Venmo mobile app first time user experience
The good bits
- A new user can view a stream of public transactions before signing up. This is a limited version of a free sample, and makes it clear to the new user the kinds of exchanges Venom supports before they sign up for an account.
- With the exception of notifications, all asks to share data—like contacts—are prefaced with a clear, simple justification screen.
- Once a new user signs up, they can either continue exploring a public stream of transactions (which, due to comments left by users, can be very entertaining), or complete a checklist of “getting started” to-dos like adding a bank or a payment card. Both are ways of getting the user engaged with key areas of the product, even if they have no transactions of their own in play.

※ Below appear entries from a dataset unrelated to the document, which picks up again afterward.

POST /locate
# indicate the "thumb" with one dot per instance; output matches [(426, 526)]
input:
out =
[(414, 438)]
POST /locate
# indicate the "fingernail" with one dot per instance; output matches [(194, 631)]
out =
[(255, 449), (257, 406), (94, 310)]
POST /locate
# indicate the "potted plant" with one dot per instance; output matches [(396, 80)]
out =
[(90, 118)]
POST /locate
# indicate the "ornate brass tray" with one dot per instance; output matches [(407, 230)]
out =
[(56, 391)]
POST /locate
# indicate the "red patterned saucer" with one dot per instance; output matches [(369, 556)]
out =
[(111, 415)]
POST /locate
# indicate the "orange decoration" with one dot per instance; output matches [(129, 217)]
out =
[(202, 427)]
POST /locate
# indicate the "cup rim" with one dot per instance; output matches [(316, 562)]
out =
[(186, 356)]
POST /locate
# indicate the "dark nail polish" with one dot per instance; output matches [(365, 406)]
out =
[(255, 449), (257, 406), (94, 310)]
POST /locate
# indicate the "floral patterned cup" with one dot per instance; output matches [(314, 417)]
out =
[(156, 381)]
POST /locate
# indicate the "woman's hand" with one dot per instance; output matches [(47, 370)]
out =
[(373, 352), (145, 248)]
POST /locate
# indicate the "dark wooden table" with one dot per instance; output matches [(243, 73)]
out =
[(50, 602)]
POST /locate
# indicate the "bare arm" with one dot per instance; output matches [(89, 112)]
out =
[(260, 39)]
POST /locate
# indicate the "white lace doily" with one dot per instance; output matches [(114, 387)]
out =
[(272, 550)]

- The privacy controls, once discovered, are well explained.
To be improved
- The signup flow heavily pushes the new user to connect their contacts and Facebook information to their Venmo account, which may be premature as the user doesn’t have a sense, yet, of how that information will be used—and may not even have a Facebook account. Venmo could consider letting a new user add friends manually in the signup flow using individual names or phone numbers, so they could start with a few contacts but not give the app access to all of the ones on their phone.
- Venmo appears to default all account transactions to public sharing (except for the amount of the transaction). This still may be The only way for a user to realize this is to manually go to “Settings” on their own time. This can erode any trust the app is trying to form.
- The new user’s default view of the app, if they didn’t add friends during signup, is the empty “friends” tab. Venmo should consider defaulting a new user to the “public” tab if they enter the home screen without any friends linked, or, bring in some of the to-do’s from the separate “Getting started” page. Either could make this empty state more actionable.